Pelas regras aprovadas pelo Congresso Nacional no ano passado, e detalhadas no contrato, os recursos do FNAC serão repassados ao BNDES gradualmente a partir do momento em que os financiamentos forem sendo aprovados pelo Comitê Gestor do FNAC, preservando a governança financeira do fundo. De acordo com o Decreto 12.293/2024, o valor anual dos recursos para os próximos anos também será proposto pelo Comitê Gestor.
“O contrato representa marco decisivo para a implementação da política pública e é mais um passo dentro do processo de estruturação do FNAC como um fundo para prover empréstimos para as companhias do setor”, afirmou o Secretário de Aviação Civil, Daniel Longo, lembrando que o BNDES pode conceder os empréstimos diretamente ou por meio de instituições financeiras credenciadas.
Para Júlia Lopes, diretora de Planejamento e Fomento da Secretaria Nacional de Aviação Civil, o trabalho integrado entre os órgãos contribuiu para avançar na liberação dos recursos. “Esse processo de regulamentação reflete o esforço articulado dos órgãos que integram o Comitê Gestor do FNAC, em parceria com o BNDES, para viabilizar uma política pública inédita para o setor.
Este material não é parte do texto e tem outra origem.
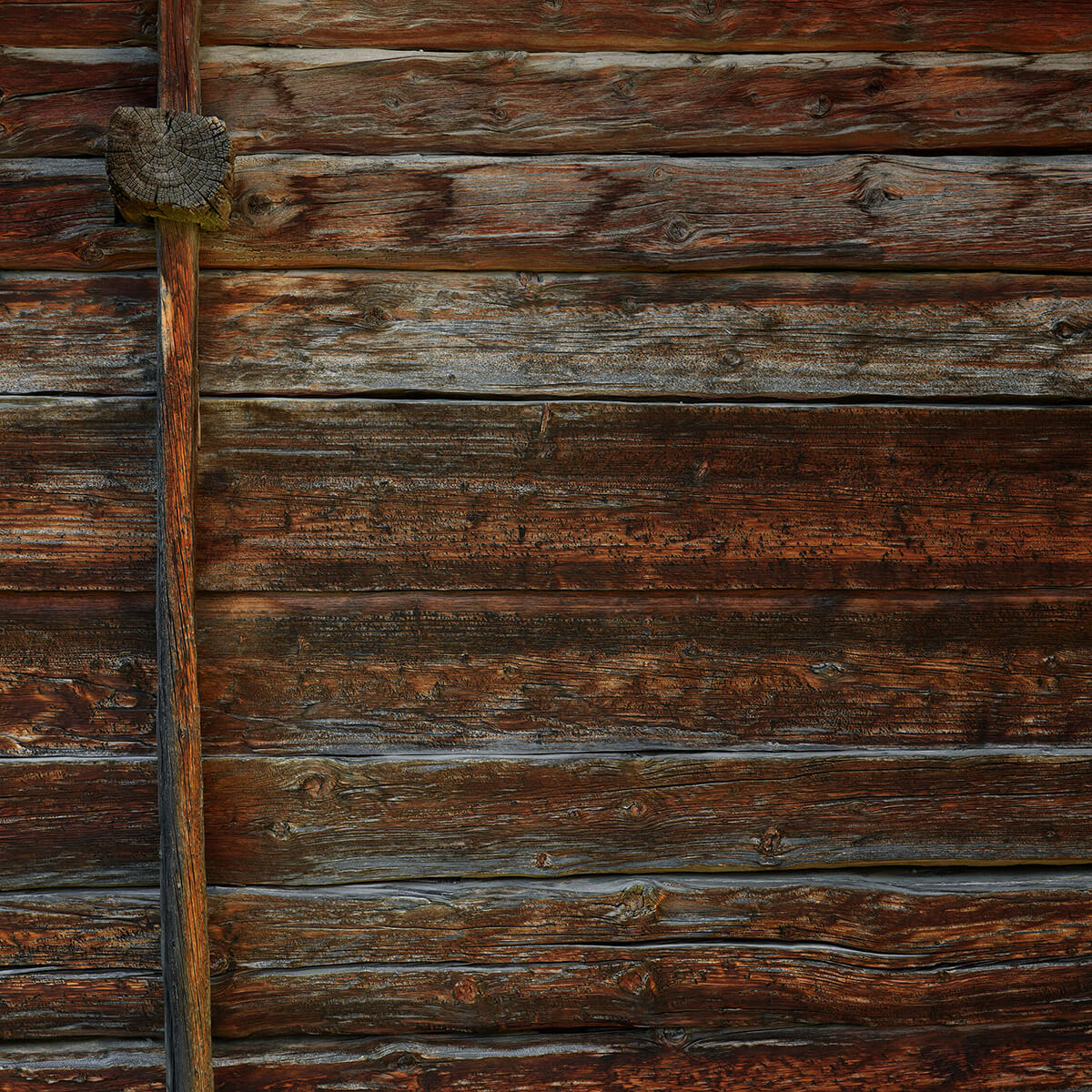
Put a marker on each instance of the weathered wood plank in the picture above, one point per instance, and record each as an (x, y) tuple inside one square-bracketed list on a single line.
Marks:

Estamos estruturando um instrumento que amplia o acesso ao crédito, contribui para a sustentabilidade financeira das empresas aéreas e fortalece a resiliência do setor aéreo frente a ciclos econômicos”, ressaltou.
Em outubro, o Conselho Monetário Nacional (CMN) aprovou as condições para permitir empréstimos, que deram suporte ao contrato. Ao todo são seis linhas de financiamento que vão desde a compra de aeronaves nacionais a aquisição de SAF produzido no país. A taxa de juros do empréstimo irá variar de 6,5% a 7,5% ao ano, dependendo da linha de crédito.
Entre as contrapartidas obrigatórias que foram sugeridas pelo Comitê Gestor do FNAC está o compromisso de aquisição de SAF que permita uma redução adicional de emissão de CO2 em relação à meta prevista em lei, que é de um ponto percentual ao ano até atingir 10%. Também será exigido das aéreas o incremento na proporção anual de voos na Amazônia Legal e no Nordeste, em relação aos números registrados em 2024. As empresas que tomarem empréstimos com recursos do FNAC não poderão ampliar o pagamento de lucro aos acionistas durante o período de carência.